A continuación, detallamos las claves para entender el enfrentamiento que causó este mismo domingo por la noche que Arévalo declarara el estado de sitio, una medida que se extenderá durante 30 días y que permite a las autoridades detener a cualquier persona sin orden judicial.
El origen del conflicto
El conflicto entre las pandillas y el Gobierno de Arévalo de León empezó de manera frontal en julio pasado con el asesinato de siete personas que velaban en una funeraria, en el centro de la Ciudad de Guatemala, a un presunto pandillero de la estructura criminal denominada “Mara Salvatrucha”.
El ataque, perpetrado presuntamente por varios sicarios de la pandilla enemiga, “Barrio 18”, provocó que el Gobierno de Arévalo de León ordenara el traslado de sus líderes a una cárcel de alta seguridad, denominada ‘Renovación 1’, ya que la matanza supuestamente fue organizada desde la prisión en las que se encontraban originalmente.
El adiós a las comodidades en prisión
Dicho traslado significó el cese de comodidades para los líderes de las pandillas, entre ellos Aldo Ochoa, uno de los cabecillas de la estructura “Barrio 18”, sentenciado a al menos 80 años de prisión por asesinato, entre otros delitos.
Ochoa, conocido como El Lobo, y sus lugartenientes en las pandillas han reinado en las Administraciones anteriores desde varias cárceles donde, según las autoridades, ordenan asesinatos, manejan extorsiones millonarias a comerciantes y viven en condiciones mejores que la población, con acceso a lujos.
Justamente uno de los motivos por los cuáles Ochoa organizó uno de los motines de este fin de semana en ‘Renovación I’ obedece a la falta de acceso a aire acondicionado, a comida a domicilio y a una cama grande, de acuerdo con el Ministerio de Gobernación (Interior).
El trasfondo en un año clave para la Justicia
Para algunos expertos en el tema, los amotinamientos y asesinatos de policías buscan crear caos en un año trascendental para la lucha contra la corrupción, ya que en mayo próximo se reemplazará a la actual fiscal general y jefa del Ministerio Público (Fiscalía), Consuelo Porras, sancionada por Estados Unidos y la Unión Europea.

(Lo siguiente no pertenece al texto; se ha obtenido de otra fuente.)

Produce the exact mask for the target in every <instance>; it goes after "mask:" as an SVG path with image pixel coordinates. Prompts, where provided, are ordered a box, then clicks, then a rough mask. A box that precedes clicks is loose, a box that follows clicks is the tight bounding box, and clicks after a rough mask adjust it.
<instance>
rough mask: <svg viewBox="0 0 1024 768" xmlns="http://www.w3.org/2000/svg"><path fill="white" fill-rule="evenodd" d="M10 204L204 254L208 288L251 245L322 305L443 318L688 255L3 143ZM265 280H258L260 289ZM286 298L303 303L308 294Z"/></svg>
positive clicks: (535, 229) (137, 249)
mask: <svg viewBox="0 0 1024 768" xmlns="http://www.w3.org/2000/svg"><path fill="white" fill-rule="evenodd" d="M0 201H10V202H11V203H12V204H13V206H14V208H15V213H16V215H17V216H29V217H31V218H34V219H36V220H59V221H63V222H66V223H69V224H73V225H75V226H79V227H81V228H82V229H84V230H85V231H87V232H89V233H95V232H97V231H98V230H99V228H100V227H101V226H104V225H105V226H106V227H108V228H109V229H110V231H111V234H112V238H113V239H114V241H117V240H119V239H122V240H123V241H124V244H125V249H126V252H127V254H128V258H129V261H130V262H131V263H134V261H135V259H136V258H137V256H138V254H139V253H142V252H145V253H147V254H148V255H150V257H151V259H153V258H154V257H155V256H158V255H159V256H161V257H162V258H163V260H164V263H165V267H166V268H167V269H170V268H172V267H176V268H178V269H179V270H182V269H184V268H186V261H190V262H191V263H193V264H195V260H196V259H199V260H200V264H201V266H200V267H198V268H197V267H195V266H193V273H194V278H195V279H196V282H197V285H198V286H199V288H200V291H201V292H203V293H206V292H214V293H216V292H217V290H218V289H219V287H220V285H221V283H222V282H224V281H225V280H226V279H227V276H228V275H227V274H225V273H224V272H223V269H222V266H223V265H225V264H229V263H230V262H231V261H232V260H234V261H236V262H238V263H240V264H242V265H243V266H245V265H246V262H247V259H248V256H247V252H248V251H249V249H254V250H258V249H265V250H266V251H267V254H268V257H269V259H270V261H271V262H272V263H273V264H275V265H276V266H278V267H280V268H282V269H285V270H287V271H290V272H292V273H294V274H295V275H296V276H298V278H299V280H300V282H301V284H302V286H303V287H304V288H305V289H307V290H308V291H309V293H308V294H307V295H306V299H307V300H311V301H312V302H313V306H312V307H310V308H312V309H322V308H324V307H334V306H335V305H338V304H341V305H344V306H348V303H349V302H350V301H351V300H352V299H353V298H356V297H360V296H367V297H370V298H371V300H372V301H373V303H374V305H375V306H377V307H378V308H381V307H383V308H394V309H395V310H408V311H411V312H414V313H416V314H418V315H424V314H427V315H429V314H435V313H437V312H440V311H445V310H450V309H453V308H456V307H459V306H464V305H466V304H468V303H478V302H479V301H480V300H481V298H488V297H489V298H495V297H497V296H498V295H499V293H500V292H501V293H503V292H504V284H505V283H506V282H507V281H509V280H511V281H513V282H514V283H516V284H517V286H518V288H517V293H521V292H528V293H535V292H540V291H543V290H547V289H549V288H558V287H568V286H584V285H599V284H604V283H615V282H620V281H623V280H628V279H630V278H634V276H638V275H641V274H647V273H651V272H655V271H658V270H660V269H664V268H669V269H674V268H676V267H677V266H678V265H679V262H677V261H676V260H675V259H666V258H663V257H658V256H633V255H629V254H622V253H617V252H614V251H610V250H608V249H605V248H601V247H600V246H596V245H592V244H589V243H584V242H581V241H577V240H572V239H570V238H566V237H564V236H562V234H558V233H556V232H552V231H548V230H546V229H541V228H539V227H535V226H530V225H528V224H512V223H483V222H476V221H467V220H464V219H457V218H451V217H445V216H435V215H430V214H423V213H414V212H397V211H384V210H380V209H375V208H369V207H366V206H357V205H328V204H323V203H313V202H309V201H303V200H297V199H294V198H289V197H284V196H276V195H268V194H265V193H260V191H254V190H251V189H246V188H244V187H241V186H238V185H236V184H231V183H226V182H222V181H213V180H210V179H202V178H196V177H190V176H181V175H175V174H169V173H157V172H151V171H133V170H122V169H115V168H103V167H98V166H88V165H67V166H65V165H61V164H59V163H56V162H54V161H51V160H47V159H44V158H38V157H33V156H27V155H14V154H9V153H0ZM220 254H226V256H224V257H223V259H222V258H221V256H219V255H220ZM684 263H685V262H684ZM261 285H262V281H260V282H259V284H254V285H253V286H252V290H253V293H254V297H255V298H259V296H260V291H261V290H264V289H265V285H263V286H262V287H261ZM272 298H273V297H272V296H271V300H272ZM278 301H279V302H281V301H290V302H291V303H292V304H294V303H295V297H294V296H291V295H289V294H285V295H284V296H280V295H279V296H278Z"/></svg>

Los reos involucrados en los motines han solicitado a la población una sublevación en contra del presidente Arévalo, sobre quien recaerá la decisión de nombrar al sustituto de Porras en mayo próximo, mientras algunos operadores políticos también sancionados por EEUU han secundado las voces de los pandilleros.

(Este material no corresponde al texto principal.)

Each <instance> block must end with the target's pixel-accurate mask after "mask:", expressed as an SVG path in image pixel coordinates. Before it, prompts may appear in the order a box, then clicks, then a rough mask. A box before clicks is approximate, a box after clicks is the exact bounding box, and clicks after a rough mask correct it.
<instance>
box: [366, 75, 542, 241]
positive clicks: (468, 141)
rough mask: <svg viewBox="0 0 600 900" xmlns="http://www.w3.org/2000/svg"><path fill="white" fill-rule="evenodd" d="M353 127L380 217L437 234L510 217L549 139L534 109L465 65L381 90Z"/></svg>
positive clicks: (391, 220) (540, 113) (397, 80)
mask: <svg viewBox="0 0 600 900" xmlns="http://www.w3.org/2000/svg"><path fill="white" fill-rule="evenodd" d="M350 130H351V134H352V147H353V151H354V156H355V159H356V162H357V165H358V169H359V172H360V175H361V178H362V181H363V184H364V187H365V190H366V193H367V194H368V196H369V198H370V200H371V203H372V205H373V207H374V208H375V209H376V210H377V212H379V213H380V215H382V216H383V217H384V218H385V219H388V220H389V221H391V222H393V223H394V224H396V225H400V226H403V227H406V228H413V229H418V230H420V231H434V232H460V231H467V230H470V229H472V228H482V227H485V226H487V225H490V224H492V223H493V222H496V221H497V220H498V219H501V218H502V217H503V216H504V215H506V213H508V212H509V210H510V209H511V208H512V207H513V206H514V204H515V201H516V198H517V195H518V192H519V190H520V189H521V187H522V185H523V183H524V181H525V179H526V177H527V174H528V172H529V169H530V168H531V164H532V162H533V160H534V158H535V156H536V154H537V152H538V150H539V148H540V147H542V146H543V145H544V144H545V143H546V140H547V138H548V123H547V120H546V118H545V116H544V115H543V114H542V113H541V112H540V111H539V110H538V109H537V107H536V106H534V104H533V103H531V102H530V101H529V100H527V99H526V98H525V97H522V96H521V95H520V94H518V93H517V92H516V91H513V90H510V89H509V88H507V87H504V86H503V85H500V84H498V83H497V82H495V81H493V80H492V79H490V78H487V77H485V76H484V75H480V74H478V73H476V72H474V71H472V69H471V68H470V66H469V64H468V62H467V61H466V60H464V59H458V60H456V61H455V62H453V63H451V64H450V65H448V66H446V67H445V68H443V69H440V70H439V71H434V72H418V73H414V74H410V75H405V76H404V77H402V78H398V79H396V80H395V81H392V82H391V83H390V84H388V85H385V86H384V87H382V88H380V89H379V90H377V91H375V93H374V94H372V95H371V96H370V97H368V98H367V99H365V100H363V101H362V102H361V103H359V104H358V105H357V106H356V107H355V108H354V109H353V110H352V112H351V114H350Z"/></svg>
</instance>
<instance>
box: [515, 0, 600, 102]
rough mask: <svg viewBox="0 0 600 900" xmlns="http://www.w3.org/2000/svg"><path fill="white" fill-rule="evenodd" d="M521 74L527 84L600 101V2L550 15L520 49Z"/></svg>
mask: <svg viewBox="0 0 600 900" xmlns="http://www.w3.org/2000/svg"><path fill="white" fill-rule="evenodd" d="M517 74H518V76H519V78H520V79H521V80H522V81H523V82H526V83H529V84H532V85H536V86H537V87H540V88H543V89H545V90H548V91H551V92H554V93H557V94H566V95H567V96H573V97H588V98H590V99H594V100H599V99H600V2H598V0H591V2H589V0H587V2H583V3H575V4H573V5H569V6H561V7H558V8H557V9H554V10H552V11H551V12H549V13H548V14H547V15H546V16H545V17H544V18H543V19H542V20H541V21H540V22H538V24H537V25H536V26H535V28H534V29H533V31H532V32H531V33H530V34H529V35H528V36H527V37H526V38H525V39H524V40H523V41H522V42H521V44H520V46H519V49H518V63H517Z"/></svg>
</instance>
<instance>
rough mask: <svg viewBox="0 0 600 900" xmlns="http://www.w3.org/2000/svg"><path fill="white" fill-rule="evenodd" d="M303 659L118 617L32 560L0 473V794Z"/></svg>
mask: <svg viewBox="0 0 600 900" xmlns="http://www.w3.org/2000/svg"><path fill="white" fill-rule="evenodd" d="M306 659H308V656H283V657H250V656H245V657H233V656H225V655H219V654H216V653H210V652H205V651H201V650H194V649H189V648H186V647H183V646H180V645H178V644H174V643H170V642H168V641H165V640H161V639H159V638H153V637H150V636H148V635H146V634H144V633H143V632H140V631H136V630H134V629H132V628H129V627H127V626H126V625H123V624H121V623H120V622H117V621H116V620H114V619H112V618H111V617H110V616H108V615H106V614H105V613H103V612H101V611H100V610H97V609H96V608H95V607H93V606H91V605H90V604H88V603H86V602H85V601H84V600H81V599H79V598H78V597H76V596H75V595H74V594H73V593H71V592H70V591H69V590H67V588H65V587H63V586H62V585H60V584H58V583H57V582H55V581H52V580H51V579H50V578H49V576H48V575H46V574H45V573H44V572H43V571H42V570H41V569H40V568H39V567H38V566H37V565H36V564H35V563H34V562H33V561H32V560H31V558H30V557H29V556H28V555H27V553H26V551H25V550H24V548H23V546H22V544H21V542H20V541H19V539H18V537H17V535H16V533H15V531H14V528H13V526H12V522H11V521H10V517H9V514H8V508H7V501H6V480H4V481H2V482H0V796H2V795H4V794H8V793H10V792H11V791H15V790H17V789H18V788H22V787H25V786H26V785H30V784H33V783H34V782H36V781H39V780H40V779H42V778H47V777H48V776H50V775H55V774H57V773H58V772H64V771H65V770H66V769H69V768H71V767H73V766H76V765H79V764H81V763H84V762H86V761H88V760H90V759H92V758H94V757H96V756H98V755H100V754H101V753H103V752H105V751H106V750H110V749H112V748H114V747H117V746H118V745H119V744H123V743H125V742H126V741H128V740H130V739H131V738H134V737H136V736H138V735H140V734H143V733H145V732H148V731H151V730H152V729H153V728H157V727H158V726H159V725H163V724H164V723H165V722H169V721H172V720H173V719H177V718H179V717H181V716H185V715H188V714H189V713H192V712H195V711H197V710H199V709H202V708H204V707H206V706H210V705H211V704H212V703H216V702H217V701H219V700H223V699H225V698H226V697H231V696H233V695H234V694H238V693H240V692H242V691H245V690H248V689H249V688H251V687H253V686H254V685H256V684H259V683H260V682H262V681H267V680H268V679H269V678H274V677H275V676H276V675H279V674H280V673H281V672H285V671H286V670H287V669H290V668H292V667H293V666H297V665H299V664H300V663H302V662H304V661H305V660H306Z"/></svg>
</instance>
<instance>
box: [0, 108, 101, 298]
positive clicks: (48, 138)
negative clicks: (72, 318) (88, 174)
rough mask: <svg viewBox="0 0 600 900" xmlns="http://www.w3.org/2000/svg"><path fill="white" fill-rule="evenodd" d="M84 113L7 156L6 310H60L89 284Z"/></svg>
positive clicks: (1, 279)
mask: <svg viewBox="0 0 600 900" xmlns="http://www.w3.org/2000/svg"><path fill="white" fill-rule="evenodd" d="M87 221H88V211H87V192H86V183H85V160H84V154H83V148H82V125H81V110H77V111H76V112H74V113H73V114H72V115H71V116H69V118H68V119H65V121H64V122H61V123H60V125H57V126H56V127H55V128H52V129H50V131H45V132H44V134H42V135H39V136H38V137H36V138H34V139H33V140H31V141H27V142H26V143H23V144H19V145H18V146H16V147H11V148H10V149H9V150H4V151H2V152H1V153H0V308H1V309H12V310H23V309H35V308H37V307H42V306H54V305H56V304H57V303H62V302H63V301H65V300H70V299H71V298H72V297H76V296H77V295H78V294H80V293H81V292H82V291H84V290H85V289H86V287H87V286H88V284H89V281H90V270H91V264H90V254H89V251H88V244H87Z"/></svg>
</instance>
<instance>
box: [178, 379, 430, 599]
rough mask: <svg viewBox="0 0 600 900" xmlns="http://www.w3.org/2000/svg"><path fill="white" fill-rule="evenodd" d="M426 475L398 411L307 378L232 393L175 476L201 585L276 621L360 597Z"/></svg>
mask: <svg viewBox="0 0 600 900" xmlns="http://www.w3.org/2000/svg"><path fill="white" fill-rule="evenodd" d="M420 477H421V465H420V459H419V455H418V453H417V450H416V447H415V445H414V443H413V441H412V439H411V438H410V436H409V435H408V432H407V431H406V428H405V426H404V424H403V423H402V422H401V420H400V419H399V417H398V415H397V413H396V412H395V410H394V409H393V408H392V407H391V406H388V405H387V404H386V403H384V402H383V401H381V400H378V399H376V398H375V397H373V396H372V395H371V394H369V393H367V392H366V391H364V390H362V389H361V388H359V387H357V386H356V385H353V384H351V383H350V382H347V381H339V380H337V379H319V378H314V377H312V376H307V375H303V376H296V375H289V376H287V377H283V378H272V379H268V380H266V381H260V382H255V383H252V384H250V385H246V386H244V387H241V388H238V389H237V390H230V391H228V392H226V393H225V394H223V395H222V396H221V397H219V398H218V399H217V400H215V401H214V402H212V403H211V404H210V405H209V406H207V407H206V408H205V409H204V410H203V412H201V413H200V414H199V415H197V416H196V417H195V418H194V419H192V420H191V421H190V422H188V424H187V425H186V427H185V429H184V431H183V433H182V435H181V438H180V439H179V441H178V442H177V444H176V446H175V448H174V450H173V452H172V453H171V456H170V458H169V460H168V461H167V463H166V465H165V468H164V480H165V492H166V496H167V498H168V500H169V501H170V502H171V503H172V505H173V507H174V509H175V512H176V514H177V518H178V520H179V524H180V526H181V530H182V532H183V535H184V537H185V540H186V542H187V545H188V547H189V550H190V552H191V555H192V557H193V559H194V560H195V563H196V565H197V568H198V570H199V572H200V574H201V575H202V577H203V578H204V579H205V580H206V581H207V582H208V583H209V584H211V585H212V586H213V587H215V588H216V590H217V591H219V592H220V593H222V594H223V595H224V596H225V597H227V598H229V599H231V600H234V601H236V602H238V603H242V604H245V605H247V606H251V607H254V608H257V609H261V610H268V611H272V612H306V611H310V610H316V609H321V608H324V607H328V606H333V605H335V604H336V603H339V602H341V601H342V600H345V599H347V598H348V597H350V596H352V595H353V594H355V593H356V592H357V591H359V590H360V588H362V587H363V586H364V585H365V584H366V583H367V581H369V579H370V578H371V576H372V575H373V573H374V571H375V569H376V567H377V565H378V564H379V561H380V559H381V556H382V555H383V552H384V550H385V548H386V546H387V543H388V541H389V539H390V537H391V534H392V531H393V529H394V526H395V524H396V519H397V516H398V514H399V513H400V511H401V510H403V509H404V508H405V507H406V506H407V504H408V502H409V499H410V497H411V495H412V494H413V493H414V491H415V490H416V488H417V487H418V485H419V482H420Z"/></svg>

El mismo Arévalo dijo que se sabe “quienes están detrás” de los ataques: “Grupos que se benefician de la corrupción que crecen en las sombras”, que “resisten y buscan infundir terror” porque “este año Guatemala recuperará su sistema de justicia”, en referencia al cambio de fiscal general programado para mayo, además de la renovación de la Corte de Constitucionalidad, máximo tribunal del país.
La reacción del Gobierno
El estadio de sitio declarado este domingo por Arévalo es el penúltimo estado de emergencia más alto que le permite la Constitución, solamente por debajo del estado de guerra.

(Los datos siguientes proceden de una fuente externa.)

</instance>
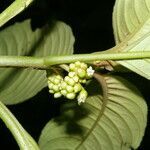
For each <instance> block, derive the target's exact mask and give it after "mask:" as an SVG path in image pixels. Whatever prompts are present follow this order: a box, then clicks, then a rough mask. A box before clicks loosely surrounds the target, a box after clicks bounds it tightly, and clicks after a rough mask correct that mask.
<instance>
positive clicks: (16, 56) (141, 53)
mask: <svg viewBox="0 0 150 150" xmlns="http://www.w3.org/2000/svg"><path fill="white" fill-rule="evenodd" d="M133 59H150V52H122V53H118V52H115V53H104V52H101V53H97V54H75V55H66V56H47V57H28V56H0V67H24V68H37V69H48V68H49V67H50V66H51V65H58V64H65V63H72V62H75V61H83V62H86V63H88V62H92V61H103V60H116V61H117V60H120V61H122V60H133Z"/></svg>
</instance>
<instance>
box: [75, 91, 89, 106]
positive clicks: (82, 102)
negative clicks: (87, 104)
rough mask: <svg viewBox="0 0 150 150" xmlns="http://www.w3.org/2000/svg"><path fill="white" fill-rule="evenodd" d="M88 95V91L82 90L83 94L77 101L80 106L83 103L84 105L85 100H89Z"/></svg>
mask: <svg viewBox="0 0 150 150" xmlns="http://www.w3.org/2000/svg"><path fill="white" fill-rule="evenodd" d="M87 96H88V93H87V91H86V90H84V89H82V90H81V92H80V93H79V95H78V97H77V100H78V104H79V105H80V104H81V103H84V102H85V100H86V99H87Z"/></svg>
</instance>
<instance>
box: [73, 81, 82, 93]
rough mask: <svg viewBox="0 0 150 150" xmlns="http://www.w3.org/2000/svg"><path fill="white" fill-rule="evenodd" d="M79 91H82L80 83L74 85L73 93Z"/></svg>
mask: <svg viewBox="0 0 150 150" xmlns="http://www.w3.org/2000/svg"><path fill="white" fill-rule="evenodd" d="M81 89H82V85H81V84H80V83H77V84H75V86H74V92H75V93H78V92H80V91H81Z"/></svg>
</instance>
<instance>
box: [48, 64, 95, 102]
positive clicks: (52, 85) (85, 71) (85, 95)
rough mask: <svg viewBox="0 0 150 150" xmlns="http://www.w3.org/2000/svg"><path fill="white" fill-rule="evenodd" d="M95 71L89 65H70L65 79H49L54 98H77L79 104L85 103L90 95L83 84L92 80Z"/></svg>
mask: <svg viewBox="0 0 150 150" xmlns="http://www.w3.org/2000/svg"><path fill="white" fill-rule="evenodd" d="M93 74H94V70H93V69H92V67H91V66H90V67H89V68H88V66H87V64H85V63H82V62H79V61H77V62H75V63H71V64H70V65H69V73H68V75H67V76H65V77H64V78H63V77H62V76H61V75H56V74H53V75H50V76H49V77H48V87H49V92H50V93H53V94H54V98H59V97H61V96H64V97H66V98H67V99H75V98H76V97H77V100H78V104H80V103H84V102H85V100H86V98H87V96H88V93H87V91H86V90H85V89H84V88H83V86H82V84H84V83H86V81H87V80H88V79H90V78H92V76H93Z"/></svg>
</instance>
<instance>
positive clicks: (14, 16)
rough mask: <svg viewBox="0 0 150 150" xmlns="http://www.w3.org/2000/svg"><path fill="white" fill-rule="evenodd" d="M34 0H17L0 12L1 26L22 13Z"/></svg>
mask: <svg viewBox="0 0 150 150" xmlns="http://www.w3.org/2000/svg"><path fill="white" fill-rule="evenodd" d="M32 2H33V0H15V1H14V2H13V3H12V4H11V5H10V6H8V7H7V8H6V9H5V10H4V11H3V12H2V13H0V27H1V26H2V25H4V24H5V23H6V22H7V21H9V20H10V19H12V18H13V17H15V16H16V15H18V14H19V13H21V12H22V11H23V10H24V9H26V8H27V7H28V6H29V5H30V4H31V3H32Z"/></svg>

A partir de este momento y durante los próximos 30 días, la medida le permitirá al Gobierno hacer capturas sin orden judicial contra aquellos sospechosos de terrorismo o sedición, a la espera de constatar los próximos pasos que avance la Administración de Arévalo para perseguir a los responsables de la muerte de los policías.